ASP.NET Relying Party to WCF (SOAP) Relying Party Delegation With Windows Live ID
Back to [[Windows Azure Active Directory Solutions For Developers]]
Scenario
In this scenario you are developing a distributed application that includes front end ASP.NET web app and the downstream WCF (SOAP) web service. The identities are managed using Live ID. To access the front end ASP.NET web app users need to authenticate using their Live ID credentials. End user context generated based on Live ID authentication needs to flow all the way down to the down stream WCF service.
- Distributed application - front end ASP.NET web app and downstream WCF (SOAP) Service
- Identities managed using Live ID
- End user identity needs to flow to the down stream WCF service
Solution Approach
ACS and WIF are used to solve this scenario. In order to accomplish this task you need to develop Custom STS for both ASP.NET web app (passive) and the WCF service (active) using Windows Identity Foundation (WIF).

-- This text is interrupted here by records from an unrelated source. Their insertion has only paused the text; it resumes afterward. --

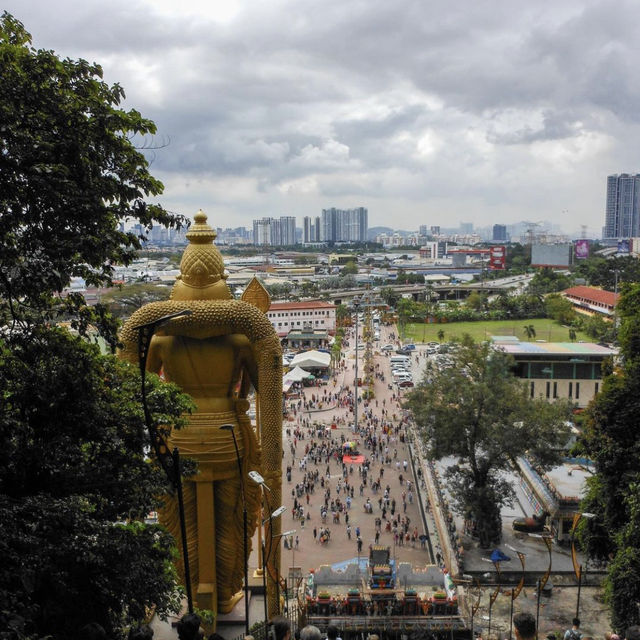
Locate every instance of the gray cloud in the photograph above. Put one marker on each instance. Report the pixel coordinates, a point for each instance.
(424, 111)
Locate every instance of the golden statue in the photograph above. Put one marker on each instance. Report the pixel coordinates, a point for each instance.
(216, 355)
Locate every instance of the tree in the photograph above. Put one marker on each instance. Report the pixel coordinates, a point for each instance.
(69, 173)
(476, 301)
(75, 483)
(559, 308)
(390, 296)
(612, 441)
(479, 413)
(75, 487)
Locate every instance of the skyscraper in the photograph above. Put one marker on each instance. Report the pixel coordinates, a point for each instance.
(499, 233)
(344, 225)
(622, 215)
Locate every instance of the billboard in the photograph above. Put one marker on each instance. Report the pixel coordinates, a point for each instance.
(582, 249)
(497, 256)
(551, 255)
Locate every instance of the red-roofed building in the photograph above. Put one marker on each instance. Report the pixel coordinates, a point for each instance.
(311, 314)
(590, 300)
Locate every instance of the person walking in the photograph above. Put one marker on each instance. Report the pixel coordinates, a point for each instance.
(574, 633)
(524, 625)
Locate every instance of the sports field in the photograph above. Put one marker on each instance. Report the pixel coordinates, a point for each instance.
(545, 329)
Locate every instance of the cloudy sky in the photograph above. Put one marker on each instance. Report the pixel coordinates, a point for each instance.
(424, 111)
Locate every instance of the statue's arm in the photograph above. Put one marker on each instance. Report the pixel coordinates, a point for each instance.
(154, 357)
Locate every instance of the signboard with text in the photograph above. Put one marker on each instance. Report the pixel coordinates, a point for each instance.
(497, 256)
(582, 249)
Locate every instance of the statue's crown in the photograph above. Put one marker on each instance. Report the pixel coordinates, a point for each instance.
(201, 265)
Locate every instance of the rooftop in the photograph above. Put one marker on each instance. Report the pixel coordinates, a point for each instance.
(308, 304)
(592, 294)
(517, 348)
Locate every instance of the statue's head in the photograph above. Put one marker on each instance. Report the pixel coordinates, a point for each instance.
(202, 274)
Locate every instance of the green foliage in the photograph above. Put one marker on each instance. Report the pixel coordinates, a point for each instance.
(69, 174)
(476, 301)
(72, 467)
(478, 412)
(612, 441)
(350, 268)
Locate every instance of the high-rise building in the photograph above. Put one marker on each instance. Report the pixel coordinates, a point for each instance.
(287, 230)
(622, 215)
(344, 225)
(499, 233)
(262, 231)
(275, 231)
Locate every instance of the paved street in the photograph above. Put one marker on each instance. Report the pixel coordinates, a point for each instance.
(382, 413)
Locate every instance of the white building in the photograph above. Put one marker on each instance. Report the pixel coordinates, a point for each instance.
(314, 314)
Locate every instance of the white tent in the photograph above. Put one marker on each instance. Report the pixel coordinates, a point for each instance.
(312, 360)
(297, 374)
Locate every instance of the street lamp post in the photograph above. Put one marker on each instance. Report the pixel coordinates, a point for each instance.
(540, 585)
(230, 427)
(258, 479)
(278, 577)
(577, 568)
(356, 306)
(170, 462)
(515, 592)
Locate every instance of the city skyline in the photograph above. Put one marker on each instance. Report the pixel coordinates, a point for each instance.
(457, 114)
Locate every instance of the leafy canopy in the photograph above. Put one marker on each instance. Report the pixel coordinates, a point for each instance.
(70, 173)
(75, 483)
(478, 413)
(72, 466)
(612, 440)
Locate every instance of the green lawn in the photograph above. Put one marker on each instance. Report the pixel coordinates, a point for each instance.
(545, 330)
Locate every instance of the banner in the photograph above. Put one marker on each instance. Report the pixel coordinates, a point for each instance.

Custom STS is federated with Windows Azure Access Control Service (ACS) and performs token transformation tasks.
Analysis
This solution requires development of custom code - Custom STS. Review below the data flow below performed during the sign in process and how the security context in form of the token is flown through the tiers to the downstream WCF service.
Message Flow
- Client browser sends a HTTP GET request to a claims aware ASP.NET web application at https://localhost/ClaimsAwareASPX/default.aspx
- WIF intercepts that request and detects that the request does not have the proper security token so WIF redirects the user to the configured issuer, CustomSTS, at https://localhost/CustomSTS/default.aspx
- The CustomSTS federates with Windows Azure ACS so the user is redirected to Windows Azure
- Windows Azure has a relying party trust for the CustomSTS, with Windows Live ID as the identity provider so the user is redirected to Windows Live to login for authentication
- The user has been authenticated with Live ID and now has security token with a set of claims added by Windows Live ID. For step five here it’s actually not a direct call from Live ID to Azure, that implementation actually goes back to the client browser and the immediately redirected back to Azure
- Azure accepted the security token from LiveID, performs its authorization, adds or manipulates claims if configured and then redirects the browser back to the CustomSTS passive endpoint.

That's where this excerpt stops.